Several groups participating in the Optimize Program demonstrated that the early initiation of ivabradine therapy during the vulnerable phase of HF improved the NYHA functional class, LV systolic function, and, most importantly, the outcomes following the HF hospitalization. Within the scope of the Optimize Program in Colombia, the efficacy of an early initiation of ivabradine therapy in patients with HF was studied. Among 436 HF patients (68% male; mean age, 66 years; mean LVEF, 32%; 94% were on B-blockers), 61.4% were followed up in an outpatient service 30 days after discharge from the hospital. Ivabradine therapy, which was started in HF patients (n=131) during the vulnerable phase, improved LVEF (+5% vs 0% in the group without ivabradine; P=0.005) and NYHA functional class by at least one class (42% vs 12%; P=0.0001), and it reduced the composite end point of decompensation plus HF hospitalization (1.53% vs 8.57%; P=0.009). 

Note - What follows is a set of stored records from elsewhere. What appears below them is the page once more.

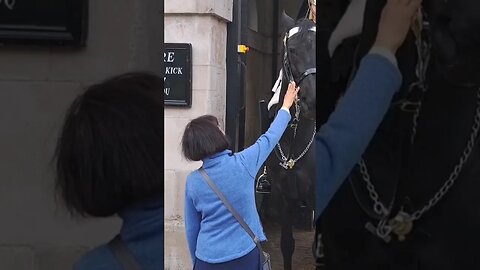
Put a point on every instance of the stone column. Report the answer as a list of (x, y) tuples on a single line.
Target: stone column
[(204, 25)]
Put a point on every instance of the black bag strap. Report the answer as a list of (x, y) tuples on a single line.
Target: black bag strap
[(123, 254), (233, 211)]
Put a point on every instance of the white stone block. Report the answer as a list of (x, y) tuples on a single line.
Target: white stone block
[(219, 8), (207, 35)]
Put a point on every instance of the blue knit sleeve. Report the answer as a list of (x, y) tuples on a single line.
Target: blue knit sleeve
[(343, 139), (254, 156), (192, 222)]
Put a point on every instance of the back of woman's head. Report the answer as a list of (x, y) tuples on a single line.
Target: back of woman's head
[(202, 138), (109, 154)]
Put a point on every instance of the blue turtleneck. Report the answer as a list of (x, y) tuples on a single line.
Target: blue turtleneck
[(142, 231)]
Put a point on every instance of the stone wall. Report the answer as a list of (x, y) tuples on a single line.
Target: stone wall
[(204, 25), (36, 86)]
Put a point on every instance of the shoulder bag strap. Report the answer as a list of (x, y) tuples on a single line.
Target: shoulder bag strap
[(123, 254), (233, 211)]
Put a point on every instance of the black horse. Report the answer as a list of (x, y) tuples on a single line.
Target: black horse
[(411, 203), (291, 165)]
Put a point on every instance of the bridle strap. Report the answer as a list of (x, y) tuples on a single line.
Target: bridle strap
[(305, 74), (286, 61)]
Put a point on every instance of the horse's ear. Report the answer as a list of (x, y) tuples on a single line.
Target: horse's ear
[(287, 21)]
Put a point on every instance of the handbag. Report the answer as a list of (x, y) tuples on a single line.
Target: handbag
[(123, 254), (264, 256)]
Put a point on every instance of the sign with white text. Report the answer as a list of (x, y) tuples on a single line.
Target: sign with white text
[(49, 22), (178, 74)]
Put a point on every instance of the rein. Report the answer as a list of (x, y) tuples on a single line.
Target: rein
[(401, 224)]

EFFECTS OF B-BLOCKERS AND IVABRADINE ON HF HOSPITALIZATIONS

The effect of a B-blocker and ivabradine combination vs B-blockers alone in patients in sinus rhythm hospitalized due to worsening HF was analyzed. This analysis included data collected over 12 months from 414 patients in sinus rhythm hospitalized due to worsening HF (mean age, 61.8±0.9; 74.6% male; NYHA classes II-IV; LVEF <40% [mean, 28.7%±0.5%]). In total, 37.2% of hospitalized HF patients received a B-blocker and ivabradine combination and 62.8% received B-blocker therapy alone. There were no differences regarding age, sex, NYHA functional class, and LVEF between the two groups of patients; however, the baseline heart rate in HF patients on a B-blocker and ivabradine combination was significantly higher than in the patients on B-blockers alone (88.9±1.3 bpm vs 78.6±0.9 bpm; P<0.05). After a 12-month follow-up, the rate of repeat hospitalizations due to worsening HF was significantly lower in the patients receiving a B-blocker and ivabradine combination compared with 6-blocker therapy alone (9.1% vs 30.4%; P<0.01).

HEART FAILURE WITH MIDRANGE EJECTION FRACTION

Kurlianskaya et al investigated the effects of pharmacological treatments and patient education on the rate of hospitalization due to worsening HF in patients with HFMEF. The study included 93 HF patients with NYHA classes I-IV and an LVEF of 40% to 49%. The average number of rehospitalizations due to worsening HF in patients who started coadministration of B-blockers and ivabradine before discharge from the hospital was lower compared with the patients on B-blockers alone (0.8 and 9.0, respectively; P=0.028), especially among patients classified as possessing a high learning capacity. The authors concluded that both a dynamic education of patients with HF and pharmacological treatments that included ivabradine positively affected the course of the disease, as evidenced by the significant decrease in the rate of hospital readmission for HF within the 12-month follow-up. 

CONCLUSION

The first results of the Optimize Program have clearly demonstrated the benefits of simple clinician and patient-focused tools, which are raising awareness about HF and improving the current approaches to the management of HF patients. For the first time, it was shown that optimizing HF management, particularly heart rate–lowering therapies during the vulnerable phase of HF, reduces the rate of death and rehospitalizations. Further results, which will be obtained during the implementation of the Optimize Program in different parts of the world, may provide the basis for the development of new tools and strategies for the management of patients with HF.